The average S&P 500 stock is up 6.0% Year-To-Date, while the index itself is only up 0.6%.
Here’s the chart:
Let's break down what the chart shows:
The chart displays a horizontal distribution curve that orders all S&P 500 components from worst to best Year-To-Date performance.
The table compares sector performance, average stock performance within each sector, and sector weight in the index.
On the right side, summary statistics show the percentage of stocks outperforming/underperforming the index and the percentage positive/negative for the year.
The Takeaway: The average S&P 500 stock is up 6.0% this year. The index is up 0.6%. Most stocks are working. The index is not.
If you are just trading the index, you are missing what most stocks are actually doing.

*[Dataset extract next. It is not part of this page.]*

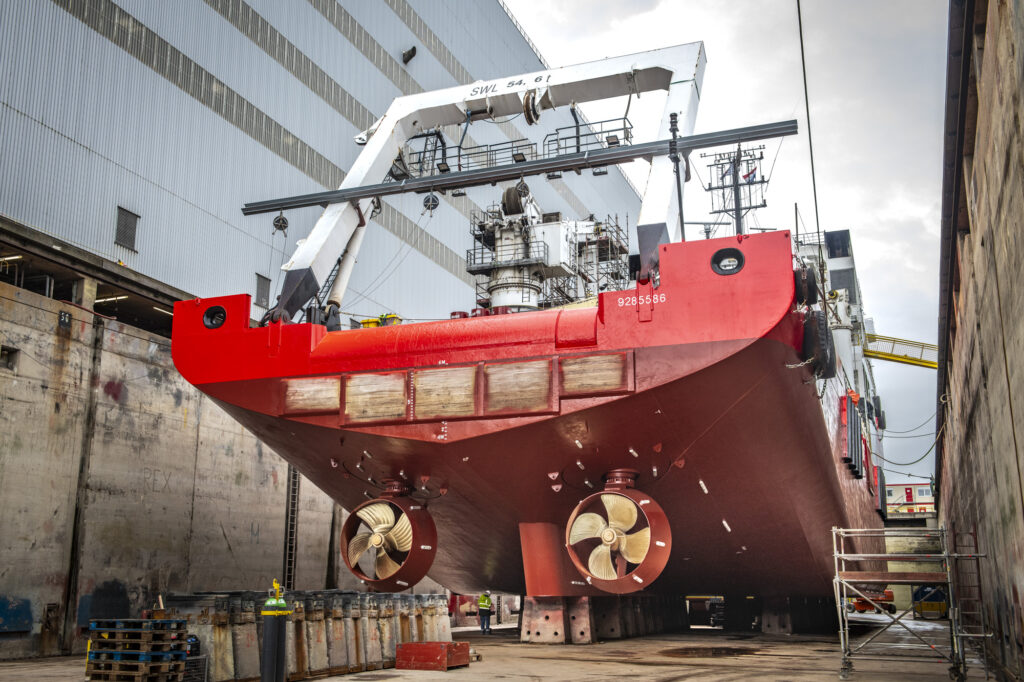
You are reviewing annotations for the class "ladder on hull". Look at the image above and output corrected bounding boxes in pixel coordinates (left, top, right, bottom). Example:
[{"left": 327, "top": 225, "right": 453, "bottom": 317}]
[{"left": 833, "top": 527, "right": 991, "bottom": 681}]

Two-thirds of stocks are positive for the year.
Two-thirds are outperforming the index.
That is broad participation across the board. When you see that level of participation, you are not looking at a market under too much stress. You are looking at a market where bulls are active beyond the largest names.
The weakness comes from weight. Technology accounts for 33.0% of the index and is down 2.1%. Financials carry 12.8% and are down 4.0%. Communication Services are 10.2% and down 2.7%. Add those together and more than half the index is stuck in sectors that are negative year-to-date. That keeps the headline pinned down even as most stocks grind higher.
Now look at where the strength sits. Energy is up 22.5%. Materials are up 16.9%. Together they represent just 5.5% of the index. They are doing real work under the surface, but they do not have the size to move a cap-weight benchmark dominated by mega caps.
Mega caps are dragging their feet. The rest of the list is moving. If the big names turn, the index moves fast. If they do not, does the average stock keep grinding higher, or does it roll over to match them?